Recently, several works propose interesting frameworks for modeling recovery rates.
Sopitpongstorn et al. (
2021) use nonparametric logit regressions with regression parameters depending on covariate values. A remarkable feature of this approach is its robustness with respect to distributional assumptions on the response variable, bimodality, and asymmetry.
Candian and Dmitriev (
2020) consider a dynamic stochastic general equilibrium (DSGE) model to explain fluctuation of recovery rates.
Ye and Bellotti (
2019) employ a beta mixture model combined with a logistic regression model. This is a two-stage model, which first fits a logistic regression to predict full recovery and then fits a beta mixture regression for recovery rates in an open unit interval.
Fermanian (
2020) models the joint distribution of default times and recovery rates using a Gaussian copula. In this way, he is able to quantify the influence of default probabilities on recovery rates in different scenarios of structural models.

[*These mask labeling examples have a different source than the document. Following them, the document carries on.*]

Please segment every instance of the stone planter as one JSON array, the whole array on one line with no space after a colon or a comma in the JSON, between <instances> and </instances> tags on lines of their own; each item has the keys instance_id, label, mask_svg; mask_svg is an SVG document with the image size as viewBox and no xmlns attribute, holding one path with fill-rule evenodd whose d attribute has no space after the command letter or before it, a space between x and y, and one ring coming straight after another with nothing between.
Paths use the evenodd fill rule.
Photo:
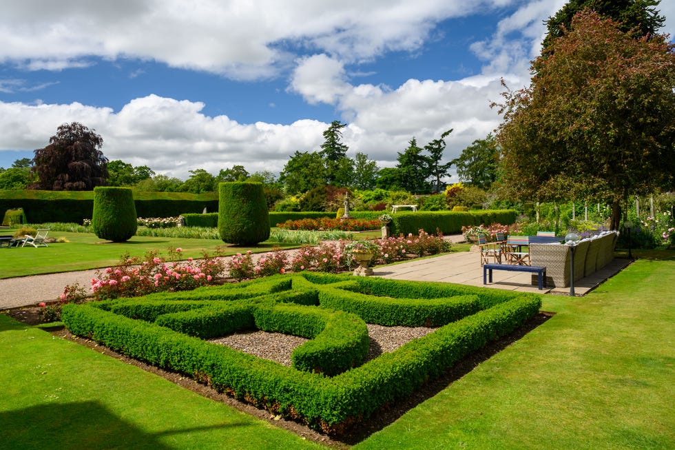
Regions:
<instances>
[{"instance_id":1,"label":"stone planter","mask_svg":"<svg viewBox=\"0 0 675 450\"><path fill-rule=\"evenodd\" d=\"M373 269L368 267L368 263L373 259L374 253L370 252L354 252L354 259L359 263L359 267L354 271L354 275L357 276L370 276L373 274Z\"/></svg>"}]
</instances>

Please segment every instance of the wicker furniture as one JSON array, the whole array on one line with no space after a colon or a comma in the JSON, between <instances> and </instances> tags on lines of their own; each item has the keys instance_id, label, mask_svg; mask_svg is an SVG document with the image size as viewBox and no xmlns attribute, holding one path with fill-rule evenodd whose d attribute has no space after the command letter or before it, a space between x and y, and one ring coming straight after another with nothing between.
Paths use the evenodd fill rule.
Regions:
<instances>
[{"instance_id":1,"label":"wicker furniture","mask_svg":"<svg viewBox=\"0 0 675 450\"><path fill-rule=\"evenodd\" d=\"M618 234L609 232L583 239L574 249L574 280L600 270L614 258ZM547 280L556 287L570 286L570 247L564 244L530 244L532 265L546 267ZM532 278L534 284L534 276Z\"/></svg>"}]
</instances>

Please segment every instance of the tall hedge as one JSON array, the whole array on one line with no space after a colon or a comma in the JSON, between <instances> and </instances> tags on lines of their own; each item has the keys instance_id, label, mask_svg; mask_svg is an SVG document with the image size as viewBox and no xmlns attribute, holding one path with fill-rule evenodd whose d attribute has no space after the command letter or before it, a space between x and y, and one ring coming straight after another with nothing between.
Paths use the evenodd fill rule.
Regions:
<instances>
[{"instance_id":1,"label":"tall hedge","mask_svg":"<svg viewBox=\"0 0 675 450\"><path fill-rule=\"evenodd\" d=\"M223 242L250 245L269 238L269 212L261 183L218 185L218 231Z\"/></svg>"},{"instance_id":2,"label":"tall hedge","mask_svg":"<svg viewBox=\"0 0 675 450\"><path fill-rule=\"evenodd\" d=\"M128 187L94 188L92 229L101 239L124 242L138 227L134 194Z\"/></svg>"}]
</instances>

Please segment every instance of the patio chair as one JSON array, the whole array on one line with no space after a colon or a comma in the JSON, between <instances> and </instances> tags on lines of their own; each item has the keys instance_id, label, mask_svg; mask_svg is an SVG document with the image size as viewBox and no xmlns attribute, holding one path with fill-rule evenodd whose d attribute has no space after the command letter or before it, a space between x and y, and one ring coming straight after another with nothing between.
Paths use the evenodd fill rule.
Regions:
<instances>
[{"instance_id":1,"label":"patio chair","mask_svg":"<svg viewBox=\"0 0 675 450\"><path fill-rule=\"evenodd\" d=\"M501 264L501 244L499 242L488 242L485 234L478 235L478 247L481 250L481 265L490 264L490 260Z\"/></svg>"},{"instance_id":2,"label":"patio chair","mask_svg":"<svg viewBox=\"0 0 675 450\"><path fill-rule=\"evenodd\" d=\"M32 245L35 248L38 247L49 247L47 243L45 242L45 238L47 237L48 233L49 233L49 228L40 228L37 230L34 237L30 234L26 234L25 237L23 238L23 243L21 244L21 247L25 247L26 244Z\"/></svg>"},{"instance_id":3,"label":"patio chair","mask_svg":"<svg viewBox=\"0 0 675 450\"><path fill-rule=\"evenodd\" d=\"M508 264L530 265L530 252L523 252L523 247L530 245L530 236L510 236L506 239L505 254Z\"/></svg>"}]
</instances>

In this article, we explain the behavior of monthly aggregated recovery rates (ARR) from the Global Credit Data (GCD) database using monthly and quarterly macroeconomic variables in a regression framework. The individual recovery rate of a specific loan is an important input variable for internal rating models but very hard to predict. In contrast, the ARR can be forecasted more significantly and may serve as a good proxy for an individual recovery rate. The database of GCD includes the default cases from 5 continents and over 120 countries. GCD was formed in December 2004 as a credit risk data-pooling initiative primarily designed to assist member-banks in enhancing their internal credit risk models, completing the Basel II preparations in pursuit of the International Ratings Based Advanced Status, and improving their risk assessment for risk and credit portfolio management purposes. Since then, GCD has enjoyed remarkable success, both in terms of growing its membership and establishing its international reputation through the creation of the largest existing loss and recovery dataset for commercial loans worldwide.
Previous studies are restricted to quarterly or annual GDP growth. We first model monthly ARR using monthly signals extracted from quarterly GDP derived from other monthly macroeconomic variables. For this, we consider a dynamic factor model for mixed-frequency panel data and estimate them as described in
Banbura and Modugno (
2014).
Keijsers et al. (
2018) also consider a similar factor model to couple individual recovery rates, three macroeconomic variables including GDP, and individual characteristics of loan and borrower. They are able to explain the cyclicality in recovery rates and default rates driven by latent factors for all observed variables. In contrast, we consider the ARR and do not mix it with macroeconomic variables. Further, we consider 19 (34) macroeconomic variables for Europe (US) to estimate monthly GDP growth rates from quarterly GDP growth rates. Using the estimated factors, we are especially able to quantify an undisturbed influence of GDP on monthly ARR. In order to improve the regression fit, shifts of covariates in time are considered. A Markov switching model with two states is applied to show that the distribution of the ARR and their dependence on explanatory variables may vary between different states.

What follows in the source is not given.